The woman made the sound again. Then she closed her dark eyes. She seemed to sleep. Devine took a breath, unclasped his hands. They were squeezed white.
“As far as I know, she’s all right,” I said. “She may have lied to the police. If she did, she might be in danger. Not from the police. Tell me about the other two men.”
“One was a small man, thin. Kind of sandy hair. He came early before we were up. I didn’t like him; he kept looking all around. I told him Carla wasn’t here and hadn’t been. He was a bit arrogant, but nervous. He didn’t seem to know what to do after I told him she wasn’t here. He finally asked if I knew where she was. I told him no, and shut the door on him.”
“Did he have a car?”
“A green sedan, old. He seemed uneasy when he left.”
I described Walter Radford. “Was he like that?”
“Well, I’m not sure. I would have said older, but I’m not certain.”
“The second man?” I said.
Devine shook his head slowly. “Very different. That was when we began to worry. Two of them, and then what this second man was like. He looked like some animal, a bear. He hardly spoke at all. Just said her name: Carla.”
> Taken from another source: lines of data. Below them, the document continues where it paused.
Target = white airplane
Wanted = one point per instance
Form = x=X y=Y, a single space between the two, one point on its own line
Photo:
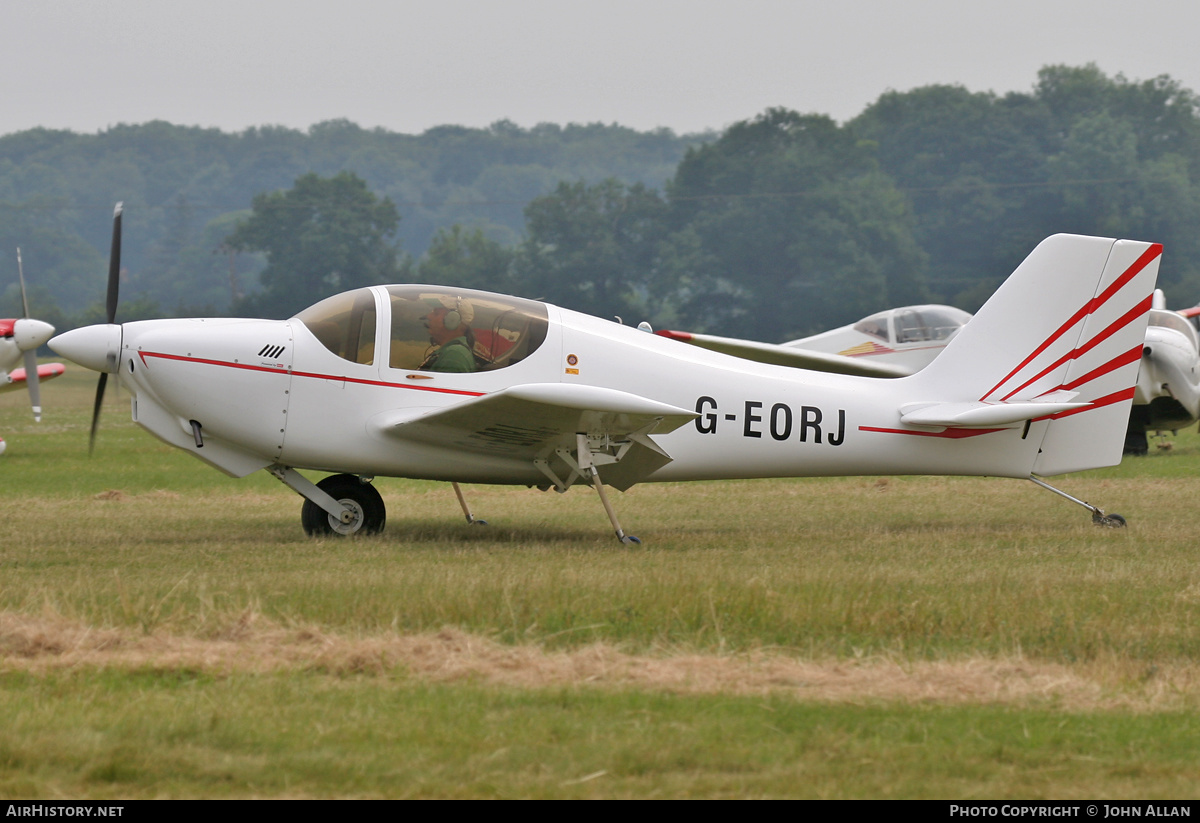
x=1168 y=392
x=1039 y=383
x=19 y=341
x=892 y=343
“Short, broad, with big hands and shoulders like a bull?”
“That’s him. I told him Carla wasn’t here. He pushed me away like a feather and went through the whole house. After he looked, he left. I thought of the police, but what had he done?”
“Did you tell either of them where they could find her?”
“No. I don’t know anywhere except her apartment with the girls.”
“Do you know a boy with a gray coupe? Thin, pale, long hair?”
“No.”
Mrs. Devine opened her eyes. “There was a boy like that. He came here with her once. He called a few times after.”
She got up and went out of the room. Devine and I sat. There were noises out of sight: drawers being opened and closed; the sound of rummaging. Then she came back. She carried a torn scrap of paper. She gave it to me.
“It was in a drawer with her things,” she said.
She sat down again in the same chair and closed her eyes. Devine watched her. I looked at the scrap of paper. It had a name and address: Ben Marno, 2 Grove Mews, 5-B.
I stood up, and Devine watched me.
“She’ll be all right,” I said. “If she comes home, or calls, send her to the police. Make her go.”
“Yeh,” Devine said. “I will.”
I went out to my car. As I drove away, the house was as clean and neat as when I had arrived. But it seemed smaller.
18
I raced the black clouds down from City Island and lost. When I pulled onto the Triborough Bridge, the interlude of sun was over, and the river was gray below. Downstream the lights were on in all the tall buildings. The wind came up, and a driving snow had started when I stopped around the corner from the East Sixty-third Street building.